Engaging Science, Technology, & Society

Seabed in the Andes:
Exploring “Splace” in Transnational STS



This commentary engages with the digital materials of STS in/through Turkey, Kenya, Japan, and Ecuador collected between 2018 and 2019, and with the collection of essays inspired by these materials. I use the notion of “splace” as an exploratory tool that challenges the division between space and place, and I also invite thinking about STS formations with geological formations I encountered on the Chilean Andes.


place; space; global south; geologic formations


In December 2020, my husband, son, and I ventured out for one of our first post-lockdown excursions to the Plaza San Jacinto, also known as the “Art Garden” (Jardín del Arte) of Mexico City’s San Ángel neighborhood. In one corner of the plaza, we encountered Irina Yushmanova, a “realist” painter who follows the European tradition and displays her artwork among various other entrepreneurial artists. Her thick Russian accent and business card suggest that she sells and delivers her paintings globally, far beyond the Plaza San Jacinto. Seeing in our family potential buyers, she showed my then nine-years-old son paintings of a cat. A cat beside a window. The same cat on a door landing. But my son was unmoved by the cat; instead, he was transfixed by a landscape (figure 1). A road view of the snow-covered Andes on the way to Patagonia immediately commanded his attention. He liked it so much that I had the painting framed and it now hangs in my son’s bedroom.

By bringing this image into our domestic space, which is geographically located in North America, we created a connection to a place on the South American continent. Yet the Andes, spanning the western border of South America, comprise the lengthiest mountain range on a single continent, creating an unbroken elevated region. Its own dimensions (8900 km long and up to 700 km wide) and temporal scale (ten to six million years of age) challenge the idea of the Andes as a place, fixed in space and time. Two years later, the opportunity arose for our family to see a part of the Andean mountains in person, and in their presence, the idea of the Andes as a location became further undone (figure 2).

Figure 1. Photograph of a framed watercolor of the Andes, by Irina Yushmanova. (Source Author’s own, March 8, 2023).

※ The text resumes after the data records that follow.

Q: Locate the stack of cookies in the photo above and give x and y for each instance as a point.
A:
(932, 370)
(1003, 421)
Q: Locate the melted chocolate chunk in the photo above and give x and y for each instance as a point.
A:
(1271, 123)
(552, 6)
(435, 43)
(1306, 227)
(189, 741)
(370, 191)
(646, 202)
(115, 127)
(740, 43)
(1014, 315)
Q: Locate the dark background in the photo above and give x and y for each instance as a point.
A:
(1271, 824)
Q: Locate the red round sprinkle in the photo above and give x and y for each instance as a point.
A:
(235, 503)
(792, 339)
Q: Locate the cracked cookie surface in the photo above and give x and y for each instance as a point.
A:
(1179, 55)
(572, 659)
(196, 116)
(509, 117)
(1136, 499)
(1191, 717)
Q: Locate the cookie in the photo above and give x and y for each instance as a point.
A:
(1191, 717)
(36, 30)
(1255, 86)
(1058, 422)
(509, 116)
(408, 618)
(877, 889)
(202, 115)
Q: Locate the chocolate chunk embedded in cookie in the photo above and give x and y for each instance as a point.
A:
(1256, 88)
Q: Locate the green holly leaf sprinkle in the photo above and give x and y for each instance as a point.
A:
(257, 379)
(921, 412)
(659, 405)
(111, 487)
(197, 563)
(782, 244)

On a fresh spring October morning in the southern cone, my family and I hopped in a jeep with a guide and another family. We rode an hour and a half from Santiago de Chile to El Cajón del Maipo, a canyon located in the southeastern part of the metropolitan region where the Maipo River is boxed by multicolored hills, ridges, and massifs. As much as I enjoyed the views during the ride, nothing had prepared me for the emotion of standing upon fossilized seabed from 200 million years ago. Charles Darwin himself had, like us, walked over rocks cleaved and broken into large, angular fragments at an altitude of 2300 meters in this region in the 1800s. In his travel diary, Darwin noted that “The shattered and baked rocks, traversed by innumerable dikes of greenstone, showed what commotions had formerly taken place.” (Darwin [1845] 1913). Formidable indeed.

Figure 2. Photograph of the Andes. Cajón del Maipo, Chile, October 23, 2022. (Source Author’s own).

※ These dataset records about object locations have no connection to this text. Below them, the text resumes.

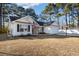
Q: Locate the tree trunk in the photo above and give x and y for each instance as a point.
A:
(78, 19)
(0, 15)
(66, 24)
(42, 29)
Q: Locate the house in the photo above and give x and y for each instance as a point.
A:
(52, 28)
(23, 26)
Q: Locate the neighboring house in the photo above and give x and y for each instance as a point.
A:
(23, 26)
(52, 29)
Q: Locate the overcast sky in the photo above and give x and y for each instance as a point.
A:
(38, 7)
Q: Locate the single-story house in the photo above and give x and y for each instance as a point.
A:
(23, 26)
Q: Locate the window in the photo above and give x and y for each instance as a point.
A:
(17, 27)
(28, 28)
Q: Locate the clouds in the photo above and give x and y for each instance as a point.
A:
(28, 5)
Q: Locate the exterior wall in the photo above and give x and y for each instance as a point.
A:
(51, 30)
(13, 29)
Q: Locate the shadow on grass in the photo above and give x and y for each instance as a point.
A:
(32, 37)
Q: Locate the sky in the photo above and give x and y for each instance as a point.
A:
(38, 7)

I share these vignettes of transnational journeys and geologic formations, in which a welltraveled Russian artist sells a painting of the Argentinian Andes in Mexico City, a Mexican boy transfixed by that watercolor landscape hikes the Chilean side of the mountain range he so admires, and an STS scholar evokes Darwin’s recollections of his voyage in South America while she treks over cleaved rocks and fossilized seabed in the Andes, to bring space and place (or rather, splace) into focus.

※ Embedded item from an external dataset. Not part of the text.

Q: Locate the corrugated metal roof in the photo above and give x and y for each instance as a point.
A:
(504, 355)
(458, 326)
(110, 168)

Splace, as developed by Arturo Vallejo and I, is the amalgamation of space and place into a single notion. We coined the term in May 2021, while drafting a potential contribution to this ESTS special issue (a draft that we never finished). Splaces are subject to the contingencies of time and the effects of displacement, elevation, collision, erosion, or descent, while their localization along institutional or geologic fault lines may in fact facilitate their transnational and transdisciplinary movement.

The rocky formations in the Andes boast polygonal markings that signify the area was once underwater. These shapes reveal that the water was not deep, and the polygons’ size indicates a prolonged period of desiccation that lasted years (figure 3). Meanwhile, smaller polygons found within cracks suggest shorter periods of desiccation, likely lasting days, or weeks. The environment was once a vast, flat floodplain with little variation in elevation. The inclination of the rock layers, almost vertical in some places, implies that tectonic forces, specifically the collision of the south American and Nazca Plates, folded these strata. This collision created the stunning geological formations we see today. I once thought of these formations as a place, but our interaction with them and the transnational way in which we came to know them is an important part of the story I want to tell.